Shopify's numbers speak for themselves. AI-powered shopping orders jumped 15x since January 2025. AI-driven traffic to merchant stores grew 8x year-over-year. Stores optimized for agentic discovery convert 28% higher from AI traffic compared to traditional search.
Salesforce
Salesforce launched Agentforce Commerce to connect product catalogs and checkout flows to consumer AI channels like ChatGPT. 97% of commerce decision-makers surveyed by Salesforce agree that AI will reshape commerce.
What you should do now
You do not need to wait for 2030. The infrastructure is here and adoption is accelerating. Here is how to start.
Make your catalog discoverable
Add WebMCP tools that let agents search and filter your products. Start with your highest-traffic categories. A simple search tool with query, category, and price range parameters covers most use cases.
Expose checkout as a tool
Add the three WebMCP attributes to your checkout form if you use the declarative API. Or register an imperative checkout tool for complex flows with inventory checks, promotions, and shipping calculations.
Adopt scoped payment tokens
Integrate with Stripe's Shared Payment Tokens or a similar system. These tokens are scoped to specific sellers with time and amount bounds, so an agent can pay on behalf of a customer without accessing raw credit card data.
Optimize for agent discovery
Gartner warns that traditional SEO and PPC will give way to "agent engine optimization." Your products need to be machine-readable. That means structured data with clean tool descriptions, plus WebMCP tool schemas that clearly describe what each tool does and what parameters it accepts.

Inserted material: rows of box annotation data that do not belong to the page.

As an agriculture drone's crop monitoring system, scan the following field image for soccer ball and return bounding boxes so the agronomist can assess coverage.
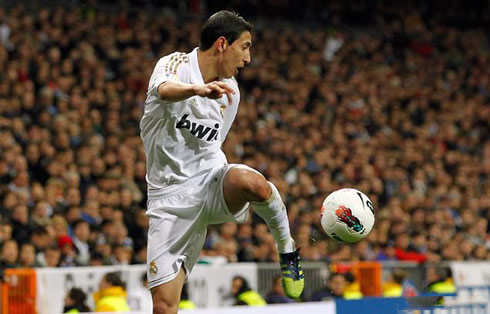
[321,189,374,243]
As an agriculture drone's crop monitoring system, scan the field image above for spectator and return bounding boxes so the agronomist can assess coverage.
[231,276,267,306]
[93,273,130,312]
[0,240,19,269]
[63,288,90,313]
[383,269,418,298]
[426,266,456,294]
[265,276,294,304]
[73,219,90,265]
[19,243,36,268]
[58,235,76,267]
[0,1,490,272]
[36,245,61,267]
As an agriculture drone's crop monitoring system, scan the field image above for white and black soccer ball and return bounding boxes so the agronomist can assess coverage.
[321,188,374,243]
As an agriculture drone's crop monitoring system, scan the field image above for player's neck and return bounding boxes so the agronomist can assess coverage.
[197,49,218,84]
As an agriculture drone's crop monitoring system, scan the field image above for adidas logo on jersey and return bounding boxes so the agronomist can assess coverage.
[176,114,219,142]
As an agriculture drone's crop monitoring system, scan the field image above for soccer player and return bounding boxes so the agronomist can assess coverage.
[140,11,304,314]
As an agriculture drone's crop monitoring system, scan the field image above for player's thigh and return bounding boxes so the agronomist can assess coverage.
[147,189,206,289]
[206,164,261,224]
[151,268,185,314]
[223,165,270,214]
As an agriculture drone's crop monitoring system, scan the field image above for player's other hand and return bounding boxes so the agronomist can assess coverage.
[196,81,235,105]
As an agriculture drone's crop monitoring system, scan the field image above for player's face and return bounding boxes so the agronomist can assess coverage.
[220,31,252,78]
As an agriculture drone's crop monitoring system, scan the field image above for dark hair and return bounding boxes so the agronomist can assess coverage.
[233,276,252,296]
[72,218,90,229]
[68,288,87,305]
[104,272,126,288]
[199,10,253,51]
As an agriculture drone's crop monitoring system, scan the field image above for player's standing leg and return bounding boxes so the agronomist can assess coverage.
[151,267,185,314]
[223,166,304,298]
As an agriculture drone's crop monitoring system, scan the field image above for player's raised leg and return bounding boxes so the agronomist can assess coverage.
[223,165,304,298]
[151,267,185,314]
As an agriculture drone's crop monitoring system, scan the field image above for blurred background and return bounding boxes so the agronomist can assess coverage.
[0,0,490,313]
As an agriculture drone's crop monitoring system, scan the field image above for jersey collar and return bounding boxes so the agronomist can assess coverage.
[189,47,204,84]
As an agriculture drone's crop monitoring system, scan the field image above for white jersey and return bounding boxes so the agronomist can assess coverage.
[140,48,240,194]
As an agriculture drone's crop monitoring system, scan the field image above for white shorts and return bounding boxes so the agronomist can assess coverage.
[146,164,256,289]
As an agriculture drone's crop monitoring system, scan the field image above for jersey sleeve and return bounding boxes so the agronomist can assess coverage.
[148,53,187,97]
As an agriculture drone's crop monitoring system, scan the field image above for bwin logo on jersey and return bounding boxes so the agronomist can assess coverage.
[176,114,219,142]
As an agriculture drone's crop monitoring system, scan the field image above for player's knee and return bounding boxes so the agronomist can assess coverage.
[229,169,271,202]
[153,299,178,314]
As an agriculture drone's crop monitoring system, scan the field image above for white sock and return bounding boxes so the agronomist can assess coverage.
[251,182,296,253]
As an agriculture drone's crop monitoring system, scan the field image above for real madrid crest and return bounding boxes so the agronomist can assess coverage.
[150,261,158,276]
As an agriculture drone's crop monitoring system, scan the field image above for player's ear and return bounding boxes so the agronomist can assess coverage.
[216,36,228,52]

The stores that prepare now will capture the early wave of agent-driven commerce. The ones that wait will be invisible to the 126 million AI shopping agents Morgan Stanley projects by 2030.
What is agentic commerce?
Agentic commerce is a model where AI agents handle the full purchasing process on behalf of consumers. The agent searches, compares, selects, and buys products based on the customer's preferences and spending limits. McKinsey projects it will generate up to $5 trillion globally by 2030.
How does WebMCP enable agentic commerce?
WebMCP lets online stores register structured tools that AI agents can call directly. Instead of scraping product pages and checkout forms, agents call functions like searchProducts() and checkout() to interact with your store. This delivers 89% token reduction and 98% task accuracy compared to screen-scraping approaches.
Which companies are already building for agentic commerce?
Stripe powers agent checkout for Microsoft Copilot with brands like Etsy and Urban Outfitters. Shopify shipped MCP tools for developers. J.P. Morgan partnered with Mirakl for enterprise agentic commerce. Google launched UCP with backing from Visa, Mastercard, and 20 other companies. commercetools and Salesforce both offer agent-ready commerce platforms.
How big will agentic commerce be by 2030?
McKinsey projects $1 trillion in U.S. B2C revenue and $3-5 trillion globally. Morgan Stanley estimates 126 million AI shopping agent users in the U.S. alone. Gartner predicts 90% of B2B purchases will be agent-intermediated by 2028, representing over $15 trillion in transactions.
Do I need to rebuild my store for agentic commerce?
No. WebMCP's declarative API lets you add three HTML attributes to existing forms. Shopify's MCP server handles agent integration for Shopify stores. Stripe's payment tokens work with existing payment setups. You add agent support on top of your current infrastructure.